Ryan McElhaney is a CrossFit Level II Trainer, USAW Level II Coach, CrossFit Gymnastics, and CrossFit Movement and Mobility Certified. He has been an athlete for as long as he can remember. His father built box jumps and agility courses in the backyard rather, than sending him to summer camps. He’s participated in soccer, track & field, cycling, golf, basketball, paddle boarding, 5Ks, 10Ks, half marathons, and extreme napping.
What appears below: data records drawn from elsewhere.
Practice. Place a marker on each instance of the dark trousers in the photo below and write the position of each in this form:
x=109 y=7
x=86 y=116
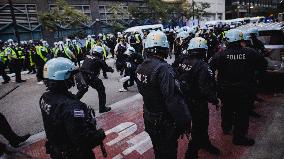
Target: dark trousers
x=200 y=121
x=16 y=65
x=235 y=112
x=130 y=72
x=6 y=130
x=3 y=73
x=39 y=74
x=97 y=84
x=199 y=130
x=164 y=139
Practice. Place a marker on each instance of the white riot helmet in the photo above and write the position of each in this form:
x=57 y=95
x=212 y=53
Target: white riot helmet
x=68 y=41
x=61 y=45
x=10 y=42
x=74 y=42
x=55 y=44
x=97 y=51
x=183 y=35
x=45 y=44
x=130 y=50
x=157 y=44
x=89 y=37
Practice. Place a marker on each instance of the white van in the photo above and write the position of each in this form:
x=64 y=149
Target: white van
x=141 y=29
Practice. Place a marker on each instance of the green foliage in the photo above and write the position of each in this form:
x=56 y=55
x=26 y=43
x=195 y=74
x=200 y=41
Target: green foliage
x=164 y=11
x=63 y=15
x=156 y=10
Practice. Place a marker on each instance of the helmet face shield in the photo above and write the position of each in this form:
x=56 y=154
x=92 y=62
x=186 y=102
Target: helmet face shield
x=58 y=69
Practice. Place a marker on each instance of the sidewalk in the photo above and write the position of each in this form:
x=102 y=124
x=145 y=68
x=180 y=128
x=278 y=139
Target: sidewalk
x=126 y=137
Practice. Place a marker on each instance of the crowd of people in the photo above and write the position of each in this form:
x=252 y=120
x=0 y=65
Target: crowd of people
x=214 y=65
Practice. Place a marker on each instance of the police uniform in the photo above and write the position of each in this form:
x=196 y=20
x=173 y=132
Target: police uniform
x=68 y=133
x=198 y=85
x=90 y=70
x=40 y=60
x=236 y=67
x=199 y=88
x=70 y=127
x=9 y=134
x=134 y=60
x=3 y=63
x=165 y=113
x=16 y=61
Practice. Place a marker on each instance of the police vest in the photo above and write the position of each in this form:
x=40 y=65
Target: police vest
x=78 y=49
x=137 y=38
x=66 y=51
x=92 y=43
x=149 y=86
x=55 y=51
x=39 y=50
x=11 y=53
x=3 y=57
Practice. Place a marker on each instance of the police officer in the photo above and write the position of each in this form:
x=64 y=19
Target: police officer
x=166 y=116
x=41 y=58
x=182 y=41
x=15 y=60
x=6 y=130
x=256 y=43
x=247 y=43
x=236 y=66
x=119 y=50
x=134 y=59
x=90 y=69
x=3 y=64
x=69 y=131
x=199 y=88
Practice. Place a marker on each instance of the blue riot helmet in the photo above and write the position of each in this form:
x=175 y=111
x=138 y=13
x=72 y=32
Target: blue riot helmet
x=234 y=35
x=58 y=73
x=97 y=51
x=157 y=44
x=197 y=47
x=254 y=32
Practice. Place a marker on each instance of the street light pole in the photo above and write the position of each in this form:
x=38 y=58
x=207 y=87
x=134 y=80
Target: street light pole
x=14 y=21
x=193 y=9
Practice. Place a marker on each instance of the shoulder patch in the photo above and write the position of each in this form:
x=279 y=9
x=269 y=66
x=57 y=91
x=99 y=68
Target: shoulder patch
x=79 y=113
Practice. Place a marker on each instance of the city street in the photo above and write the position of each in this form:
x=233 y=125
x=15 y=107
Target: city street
x=124 y=126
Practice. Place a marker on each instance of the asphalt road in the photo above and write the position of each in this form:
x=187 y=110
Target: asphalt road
x=21 y=106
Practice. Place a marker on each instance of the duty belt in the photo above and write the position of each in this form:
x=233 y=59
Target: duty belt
x=157 y=118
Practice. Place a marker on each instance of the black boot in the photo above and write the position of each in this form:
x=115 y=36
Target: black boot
x=192 y=152
x=243 y=141
x=105 y=109
x=212 y=149
x=15 y=143
x=254 y=114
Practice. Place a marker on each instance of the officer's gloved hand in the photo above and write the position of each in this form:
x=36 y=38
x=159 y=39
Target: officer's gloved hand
x=217 y=104
x=100 y=135
x=111 y=69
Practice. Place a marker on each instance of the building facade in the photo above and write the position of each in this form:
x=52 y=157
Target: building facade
x=249 y=8
x=27 y=16
x=216 y=10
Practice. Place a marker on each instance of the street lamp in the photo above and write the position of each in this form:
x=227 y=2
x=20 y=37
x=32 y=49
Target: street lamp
x=14 y=20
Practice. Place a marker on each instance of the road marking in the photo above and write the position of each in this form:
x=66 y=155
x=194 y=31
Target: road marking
x=141 y=143
x=41 y=135
x=123 y=130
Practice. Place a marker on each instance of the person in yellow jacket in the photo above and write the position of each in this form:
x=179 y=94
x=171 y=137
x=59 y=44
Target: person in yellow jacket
x=90 y=43
x=105 y=50
x=15 y=58
x=3 y=64
x=41 y=58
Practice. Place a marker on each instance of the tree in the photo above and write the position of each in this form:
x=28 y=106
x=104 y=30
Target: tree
x=63 y=16
x=156 y=10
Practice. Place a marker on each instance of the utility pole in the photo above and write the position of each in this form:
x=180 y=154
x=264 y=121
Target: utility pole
x=14 y=21
x=193 y=9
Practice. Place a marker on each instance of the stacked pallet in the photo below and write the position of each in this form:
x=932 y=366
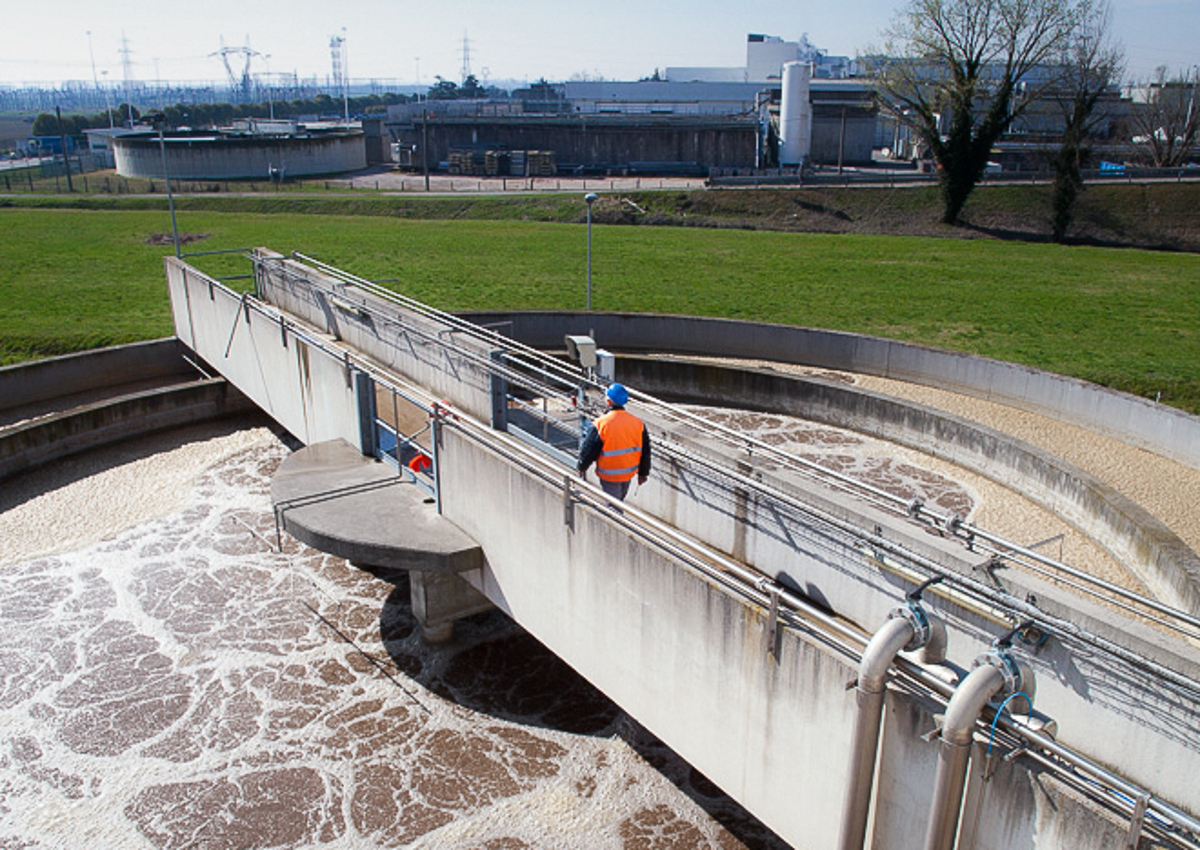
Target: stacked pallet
x=541 y=162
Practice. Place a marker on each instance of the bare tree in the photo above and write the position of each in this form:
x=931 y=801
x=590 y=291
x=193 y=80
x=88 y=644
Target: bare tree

In February of 2012, he realized that he needed more than what the standard Globo-Gym could offer, so he finally took the advice of a good friend and gave CrossFit a try. He was hooked somewhere between 3-2-1 Go! and the gut-wrenching feeling of never having conquered a workout like this before. Continuously-varied challenging workouts, strong community support, constant improvement, and a proper diet are what fueled his passion to coach and inspire others to share in his success. Two years later he completed the CrossFit Level I Trainer course followed by CrossFit Movement & Mobility.

“I love to coach, it’s the highlight of my day when one of my athletes becomes proficient in a lift or movement and I’m extremely passionate about helping others improve their fitness. I’m also a big fan of any career that promotes flip flops and t-shirts as the standard work uniform… coaching!”

Ryan is married to Linda and they have an adorable puppy named Bella.